Practical Applications
Immediate Applications
Below are actionable, sector-linked use cases that organizations can deploy now, derived from the paper’s benchmark findings and methodology.
- Skills-driven ROI evaluation for AI agents — industry, software, finance, healthcare
- Description: Use paired “with Skills vs. no Skills” evaluations and deterministic verifiers to quantify uplift before deploying agents in production.
- Tools/products/workflows: Internal SkillsBench-like harness built on Dockerized tasks with pytest verifiers; dashboards reporting pass rate deltas and normalized gain; A/B test pipelines.
- Dependencies/assumptions: Access to an agent harness that can inject Skills; engineering capacity to containerize tasks and write deterministic tests; representative tasks and data.
- Cost/performance optimization via model–skill pairing — industry, software, finance, energy
- Description: Replace larger models without Skills with smaller models + curated Skills to reduce cost while maintaining or improving performance.
- Tools/products/workflows: Pareto frontier dashboards (pass rate vs. cost), policy that defaults to “small model + Skills” for procedural tasks, token-budget governors.
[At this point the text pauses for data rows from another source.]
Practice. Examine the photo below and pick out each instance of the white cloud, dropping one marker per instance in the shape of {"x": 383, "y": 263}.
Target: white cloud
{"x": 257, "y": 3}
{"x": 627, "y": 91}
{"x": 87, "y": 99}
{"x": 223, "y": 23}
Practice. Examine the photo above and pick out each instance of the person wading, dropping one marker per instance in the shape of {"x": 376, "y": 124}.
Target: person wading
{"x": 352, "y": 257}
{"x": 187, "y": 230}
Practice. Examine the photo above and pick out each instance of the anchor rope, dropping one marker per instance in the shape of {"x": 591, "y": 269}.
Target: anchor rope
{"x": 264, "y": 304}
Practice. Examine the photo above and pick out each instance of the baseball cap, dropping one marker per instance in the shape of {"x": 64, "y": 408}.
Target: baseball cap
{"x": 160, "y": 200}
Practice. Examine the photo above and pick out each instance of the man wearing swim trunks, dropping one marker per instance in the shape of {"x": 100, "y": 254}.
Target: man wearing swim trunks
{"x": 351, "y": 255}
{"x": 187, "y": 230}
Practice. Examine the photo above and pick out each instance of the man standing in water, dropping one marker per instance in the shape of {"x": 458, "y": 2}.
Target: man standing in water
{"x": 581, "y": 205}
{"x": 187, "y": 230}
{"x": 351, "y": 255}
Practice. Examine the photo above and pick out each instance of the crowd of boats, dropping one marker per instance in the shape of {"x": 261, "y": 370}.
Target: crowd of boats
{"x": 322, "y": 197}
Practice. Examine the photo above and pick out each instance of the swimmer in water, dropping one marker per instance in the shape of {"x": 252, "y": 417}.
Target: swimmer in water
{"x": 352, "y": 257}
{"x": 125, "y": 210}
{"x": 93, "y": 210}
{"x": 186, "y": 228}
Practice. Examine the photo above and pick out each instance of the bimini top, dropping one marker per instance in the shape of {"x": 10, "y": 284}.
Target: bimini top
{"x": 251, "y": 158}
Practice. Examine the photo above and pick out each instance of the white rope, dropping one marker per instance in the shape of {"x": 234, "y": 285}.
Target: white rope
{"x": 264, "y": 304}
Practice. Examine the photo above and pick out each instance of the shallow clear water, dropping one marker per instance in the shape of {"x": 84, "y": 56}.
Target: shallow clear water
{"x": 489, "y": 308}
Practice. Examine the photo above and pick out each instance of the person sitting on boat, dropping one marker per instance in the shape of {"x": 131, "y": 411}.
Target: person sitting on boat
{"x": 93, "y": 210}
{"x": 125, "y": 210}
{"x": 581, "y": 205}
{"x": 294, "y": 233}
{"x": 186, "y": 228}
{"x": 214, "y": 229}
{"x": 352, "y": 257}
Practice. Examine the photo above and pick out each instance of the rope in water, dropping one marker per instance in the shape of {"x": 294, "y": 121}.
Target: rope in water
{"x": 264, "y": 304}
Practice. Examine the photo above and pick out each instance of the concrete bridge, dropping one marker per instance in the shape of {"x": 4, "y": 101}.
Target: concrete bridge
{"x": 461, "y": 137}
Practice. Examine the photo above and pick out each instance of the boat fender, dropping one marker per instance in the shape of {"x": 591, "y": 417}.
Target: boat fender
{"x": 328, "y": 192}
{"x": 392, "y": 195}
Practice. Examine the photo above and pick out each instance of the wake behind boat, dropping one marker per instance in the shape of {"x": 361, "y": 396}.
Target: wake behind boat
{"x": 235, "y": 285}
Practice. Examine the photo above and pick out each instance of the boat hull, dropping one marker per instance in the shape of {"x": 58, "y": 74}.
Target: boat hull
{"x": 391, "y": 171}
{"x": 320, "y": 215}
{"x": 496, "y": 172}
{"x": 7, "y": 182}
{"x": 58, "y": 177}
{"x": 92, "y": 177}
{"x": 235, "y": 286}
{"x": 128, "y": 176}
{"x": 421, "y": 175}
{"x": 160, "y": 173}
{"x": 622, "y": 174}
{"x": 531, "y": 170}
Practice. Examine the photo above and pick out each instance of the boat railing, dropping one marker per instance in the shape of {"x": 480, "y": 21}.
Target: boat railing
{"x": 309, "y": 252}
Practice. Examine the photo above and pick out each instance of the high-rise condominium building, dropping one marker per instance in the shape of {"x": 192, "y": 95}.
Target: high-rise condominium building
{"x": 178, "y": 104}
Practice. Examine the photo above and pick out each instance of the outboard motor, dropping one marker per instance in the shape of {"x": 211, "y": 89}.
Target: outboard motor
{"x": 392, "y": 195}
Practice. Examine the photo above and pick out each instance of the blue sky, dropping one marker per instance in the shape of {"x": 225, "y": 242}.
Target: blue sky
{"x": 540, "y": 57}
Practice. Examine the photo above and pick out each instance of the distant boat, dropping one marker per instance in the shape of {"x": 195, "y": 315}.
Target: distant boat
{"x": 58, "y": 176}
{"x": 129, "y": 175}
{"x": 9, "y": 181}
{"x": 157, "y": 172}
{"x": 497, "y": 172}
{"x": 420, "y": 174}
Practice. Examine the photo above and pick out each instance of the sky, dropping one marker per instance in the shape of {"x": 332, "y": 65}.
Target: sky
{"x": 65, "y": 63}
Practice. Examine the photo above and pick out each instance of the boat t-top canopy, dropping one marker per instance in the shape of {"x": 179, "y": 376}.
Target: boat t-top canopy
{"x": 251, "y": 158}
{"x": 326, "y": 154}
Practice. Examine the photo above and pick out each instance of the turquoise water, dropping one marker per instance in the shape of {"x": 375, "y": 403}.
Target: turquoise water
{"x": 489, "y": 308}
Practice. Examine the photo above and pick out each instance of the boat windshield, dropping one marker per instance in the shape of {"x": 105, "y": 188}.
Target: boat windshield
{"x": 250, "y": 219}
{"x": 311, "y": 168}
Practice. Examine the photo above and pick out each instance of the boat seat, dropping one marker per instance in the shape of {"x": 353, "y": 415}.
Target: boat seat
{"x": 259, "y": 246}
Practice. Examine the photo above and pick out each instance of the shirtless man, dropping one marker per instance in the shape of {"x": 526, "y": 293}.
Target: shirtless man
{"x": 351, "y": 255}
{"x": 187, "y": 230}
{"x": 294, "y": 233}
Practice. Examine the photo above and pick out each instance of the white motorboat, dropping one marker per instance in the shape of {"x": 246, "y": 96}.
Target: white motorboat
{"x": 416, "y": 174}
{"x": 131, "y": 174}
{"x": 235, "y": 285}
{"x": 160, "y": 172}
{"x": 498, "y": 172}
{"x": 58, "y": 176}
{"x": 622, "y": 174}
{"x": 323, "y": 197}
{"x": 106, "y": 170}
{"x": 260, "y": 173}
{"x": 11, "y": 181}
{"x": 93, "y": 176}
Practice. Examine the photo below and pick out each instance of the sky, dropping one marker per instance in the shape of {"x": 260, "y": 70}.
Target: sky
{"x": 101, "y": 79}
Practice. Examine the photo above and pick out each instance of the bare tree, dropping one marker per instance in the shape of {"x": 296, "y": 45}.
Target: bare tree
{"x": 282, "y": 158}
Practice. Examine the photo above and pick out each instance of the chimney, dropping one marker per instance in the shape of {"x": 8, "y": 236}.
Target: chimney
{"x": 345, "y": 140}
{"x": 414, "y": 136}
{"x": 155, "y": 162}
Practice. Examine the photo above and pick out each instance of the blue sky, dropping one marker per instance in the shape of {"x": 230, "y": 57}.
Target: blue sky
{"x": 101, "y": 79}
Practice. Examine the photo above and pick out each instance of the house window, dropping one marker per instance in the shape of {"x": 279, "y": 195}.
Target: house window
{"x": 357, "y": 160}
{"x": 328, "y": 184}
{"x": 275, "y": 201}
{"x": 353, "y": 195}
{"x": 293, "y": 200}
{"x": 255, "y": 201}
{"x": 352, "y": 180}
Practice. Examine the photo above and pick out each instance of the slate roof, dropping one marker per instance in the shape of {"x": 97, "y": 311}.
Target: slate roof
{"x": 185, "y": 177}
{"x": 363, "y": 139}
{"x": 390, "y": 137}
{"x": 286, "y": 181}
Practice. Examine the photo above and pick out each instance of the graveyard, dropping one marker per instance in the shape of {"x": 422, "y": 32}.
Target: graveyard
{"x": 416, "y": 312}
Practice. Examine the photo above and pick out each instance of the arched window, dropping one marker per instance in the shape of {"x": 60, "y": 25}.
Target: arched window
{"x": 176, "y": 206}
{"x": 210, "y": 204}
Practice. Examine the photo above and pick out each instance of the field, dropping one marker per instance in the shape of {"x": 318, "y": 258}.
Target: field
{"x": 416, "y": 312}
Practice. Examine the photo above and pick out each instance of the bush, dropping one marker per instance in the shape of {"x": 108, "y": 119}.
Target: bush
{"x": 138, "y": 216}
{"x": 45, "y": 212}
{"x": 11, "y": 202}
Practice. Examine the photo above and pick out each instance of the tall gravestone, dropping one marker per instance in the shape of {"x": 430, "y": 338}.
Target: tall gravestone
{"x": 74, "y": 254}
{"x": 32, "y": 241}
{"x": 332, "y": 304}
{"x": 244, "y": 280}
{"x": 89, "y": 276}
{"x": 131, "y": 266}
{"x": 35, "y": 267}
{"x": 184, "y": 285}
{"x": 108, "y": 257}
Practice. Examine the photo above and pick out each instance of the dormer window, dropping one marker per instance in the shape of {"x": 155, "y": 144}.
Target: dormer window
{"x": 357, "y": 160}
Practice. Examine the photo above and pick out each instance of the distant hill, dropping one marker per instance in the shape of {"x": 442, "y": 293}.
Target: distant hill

- Dependencies/assumptions: Clear task classification as “procedural”; procurement/pricing visibility; harness supports robust Skills utilization.
- Proceduralization of SOPs into deployable Skills — healthcare, manufacturing, cybersecurity, finance, office/white-collar
- Description: Convert standard operating procedures and playbooks into concise SKILL.md packages with 2–3 focused modules and one working example.
- Tools/products/workflows: “Skills-as-code” repositories; SKILL.md authoring templates; examples/snippets folder; versioning and code review.
- Dependencies/assumptions: Subject-matter experts available to author and maintain Skills; IP/compliance review; organizational knowledge management support.
- Skills quality and governance pipeline — industry, regulated sectors, academia
- Description: Treat Skills as first-class artifacts with CI/CD: automated structural checks, oracle runs, leakage audits, and human review.
- Tools/products/workflows: Skills linting; automated oracle execution; leakage detectors (disallow task-specific constants/paths); reviewer checklists.
- Dependencies/assumptions: CI infrastructure; deterministic tests; governance policies defining acceptable content and change control.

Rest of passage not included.